Genotype Comparison Visualization Tool (GCViT)

Written by Dr. Anne V. Brown

March 25, 2020

What is GCViT?

GCViT (Genotype Comparison Visualization Tool) is a new interactive tool for whole genome visualization of resequencing or SNP array data. GCViT allows a user to compare two or more accessions and visually identify regions of similarity and difference across the genome. It can be used in a web environment, with pre-loaded genotype files, or as a stand-alone application, with user-supplied genotype data (in the common VCF format). Currently, GCViT instances are available for soybean, peanut, chickpea, and common bean. GCViT extracts the genotype information from the VCF file for the given accessions and notes whether or not the accessions have the same allele call at the SNP position or not. GCViT then produces a GFF file of the data to then be plotted. The figures that are produced can be downloaded as a SVG or PNG and the raw data can also be downloaded as a GFF. The examples shown below use soybean.

What are the uses of GCViT?

**Figure 1**: The figure above shows differences between reference accession “Lee” and Elite cultivars: FC 29333 (green), PI 548657 (red) and PI548520 (blue); Landrace cultivars: PI 438496B (yellow), PI 548452 (purple) and PI 548359 (orange); Wild (G.soja) cultivars: PI 407175 (pink), PI 407038 (gray) and PI 407303 (turquoise) using the heatmap display. (Click any figure to enlarge it.)

GCViT can be used to identify genomic regions that were selected during domestication.

Example: One dataset contains genotype information for a collection of elite, landrace and wild cultivars.
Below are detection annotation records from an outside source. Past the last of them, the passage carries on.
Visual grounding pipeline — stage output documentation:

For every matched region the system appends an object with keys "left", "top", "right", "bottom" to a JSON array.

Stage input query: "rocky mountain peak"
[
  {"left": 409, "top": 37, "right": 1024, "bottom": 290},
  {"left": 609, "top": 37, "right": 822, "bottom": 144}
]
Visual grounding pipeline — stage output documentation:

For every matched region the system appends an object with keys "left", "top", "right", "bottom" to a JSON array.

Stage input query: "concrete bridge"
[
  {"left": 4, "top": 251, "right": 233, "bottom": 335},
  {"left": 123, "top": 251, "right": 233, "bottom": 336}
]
In this example Lee, which is an elite soybean cultivar, is used as the reference. Several other accessions including elite, landrace, and wild cultivars are selected to be compared against Lee. The differences between Lee and the accessions are plotted using the heatmap function. We see areas on the chromosomes where there are NO differences between Lee and the other elite and landrace accessions, but differences from the wild (for instance on Gm05 and Gm20). These regions could indicate regions that were selected during the domestication process (Figure 1).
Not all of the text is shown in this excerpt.